Michael Abrams, AnorMED's president and CEO, said the trial will include 20 to 30 HIV-infected patients and is targeted to be completed by the middle of next year.

AMD-3100 emerged from a research program to evaluate the anti-HIV activity of various metal and metal-binding compounds in collaboration with the Rega Institute of Leuven, Belgium, Abrams said. It represents an entirely new class of anti-HIV agent, and studies have shown that this small molecule chemokine inhibits the binding action of HIV with the CXCR4 chemokine receptor.

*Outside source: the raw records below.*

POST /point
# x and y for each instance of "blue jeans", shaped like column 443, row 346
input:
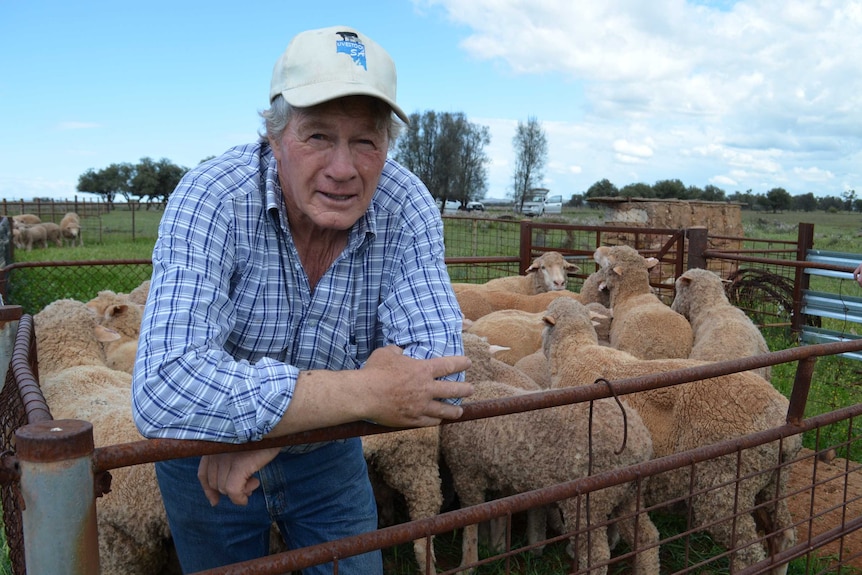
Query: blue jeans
column 314, row 497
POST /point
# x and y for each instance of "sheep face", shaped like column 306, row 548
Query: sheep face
column 553, row 270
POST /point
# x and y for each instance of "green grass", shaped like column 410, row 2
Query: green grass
column 836, row 383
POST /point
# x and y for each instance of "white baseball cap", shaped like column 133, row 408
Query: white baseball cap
column 321, row 65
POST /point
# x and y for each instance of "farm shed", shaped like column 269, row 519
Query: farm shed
column 828, row 524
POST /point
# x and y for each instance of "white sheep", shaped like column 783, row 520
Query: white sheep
column 25, row 219
column 518, row 331
column 408, row 462
column 475, row 303
column 536, row 366
column 52, row 233
column 117, row 312
column 68, row 334
column 531, row 450
column 132, row 525
column 70, row 228
column 721, row 330
column 688, row 416
column 548, row 272
column 642, row 324
column 134, row 538
column 32, row 234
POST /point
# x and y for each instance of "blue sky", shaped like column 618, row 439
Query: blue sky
column 753, row 94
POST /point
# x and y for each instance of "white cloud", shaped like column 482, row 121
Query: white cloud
column 749, row 93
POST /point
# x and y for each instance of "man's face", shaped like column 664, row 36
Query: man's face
column 329, row 162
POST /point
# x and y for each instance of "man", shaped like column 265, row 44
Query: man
column 298, row 282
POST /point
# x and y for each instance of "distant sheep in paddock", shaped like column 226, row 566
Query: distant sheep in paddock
column 721, row 330
column 70, row 227
column 52, row 233
column 25, row 219
column 642, row 324
column 30, row 235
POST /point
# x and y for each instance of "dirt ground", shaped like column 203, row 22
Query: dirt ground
column 836, row 483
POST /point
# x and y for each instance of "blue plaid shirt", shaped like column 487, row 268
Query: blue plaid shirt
column 231, row 320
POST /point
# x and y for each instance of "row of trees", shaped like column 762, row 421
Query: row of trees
column 147, row 180
column 448, row 153
column 776, row 199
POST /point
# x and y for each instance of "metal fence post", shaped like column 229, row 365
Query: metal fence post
column 59, row 504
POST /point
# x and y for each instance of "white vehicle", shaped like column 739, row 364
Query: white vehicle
column 540, row 203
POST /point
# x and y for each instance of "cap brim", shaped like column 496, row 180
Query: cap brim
column 314, row 94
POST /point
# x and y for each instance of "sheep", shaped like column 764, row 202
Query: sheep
column 29, row 235
column 70, row 227
column 476, row 303
column 688, row 416
column 134, row 537
column 535, row 365
column 408, row 462
column 642, row 324
column 498, row 454
column 486, row 366
column 547, row 273
column 519, row 331
column 68, row 334
column 133, row 529
column 721, row 330
column 117, row 312
column 25, row 219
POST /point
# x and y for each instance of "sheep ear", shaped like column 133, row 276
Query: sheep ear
column 116, row 309
column 601, row 255
column 104, row 334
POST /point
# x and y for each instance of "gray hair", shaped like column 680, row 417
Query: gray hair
column 279, row 114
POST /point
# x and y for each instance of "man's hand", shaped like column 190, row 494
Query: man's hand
column 231, row 474
column 409, row 391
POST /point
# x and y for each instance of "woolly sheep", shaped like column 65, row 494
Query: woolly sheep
column 642, row 324
column 134, row 538
column 116, row 312
column 26, row 219
column 30, row 235
column 476, row 303
column 520, row 332
column 70, row 228
column 68, row 334
column 548, row 272
column 687, row 416
column 408, row 462
column 535, row 365
column 497, row 454
column 485, row 365
column 721, row 330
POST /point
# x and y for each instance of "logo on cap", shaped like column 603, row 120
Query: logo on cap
column 352, row 46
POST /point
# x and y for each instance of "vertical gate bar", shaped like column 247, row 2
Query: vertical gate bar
column 59, row 503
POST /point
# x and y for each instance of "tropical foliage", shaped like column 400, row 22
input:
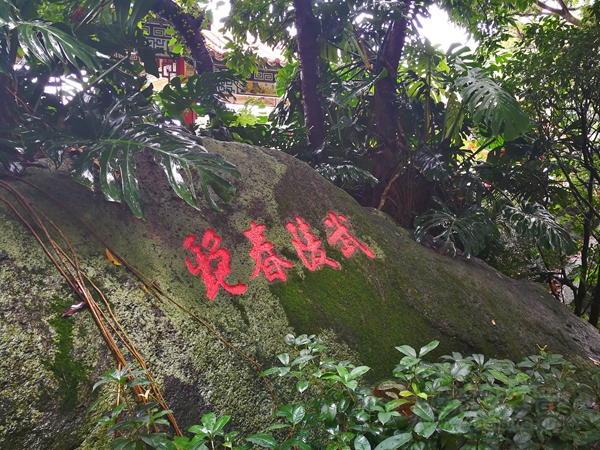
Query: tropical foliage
column 109, row 118
column 463, row 402
column 436, row 139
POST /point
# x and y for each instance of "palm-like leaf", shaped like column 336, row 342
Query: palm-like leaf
column 432, row 165
column 492, row 105
column 532, row 220
column 111, row 141
column 469, row 228
column 345, row 175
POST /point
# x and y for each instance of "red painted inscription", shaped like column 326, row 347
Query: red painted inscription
column 213, row 276
column 263, row 254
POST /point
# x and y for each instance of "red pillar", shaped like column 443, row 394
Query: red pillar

The critical role of the CXCR4 receptor has only become known in the last three years. Since AMD-3100 is a relatively simple synthetic molecule with a novel mechanism of action, these properties also make it a promising drug for combining with other HIV therapies. In preclinical studies, HIV was relatively slow to develop resistance to AMD-3100 compared with other anti-HIV agents.

Although AMD-3100 is currently administered by injection, AnorMED researchers are aggressively pursuing the identification of analogs to this compound that can be administered orally. They also have a screening program to identify small molecules that inhibit other HIV-related chemokine receptors such as CCR5.

Earlier this month, AnorMED reported from a Phase I study that another one of its metal-based drugs, ZD0473, a platinum anticancer drug, showed a promising toxicity profile, paving the way for further clinical development. ZD0473 is being developed in collaboration with AstraZeneca plc, which holds the exclusive worldwide license to the drug. It is believed that ZD0473 will overcome the limitations of cisplatin and carboplatin which are currently widely used in the treatment of solid tumors, such as cancers of the lung, ovary and testes. Many of these tumors initially respond to platinum-based therapy, but in most cases the tumors become resistant and the disease recurs. In preclinical in vitro studies performed in conjunction with the Institute of Cancer Research of Sutton, U.K., it was demonstrated that ZD0473 circumvents resistance in a number of human ovarian cancer cell lines with decreased sensitivity to cisplatin. Abrams expects that Phase II studies on ZD0473 will begin later this year.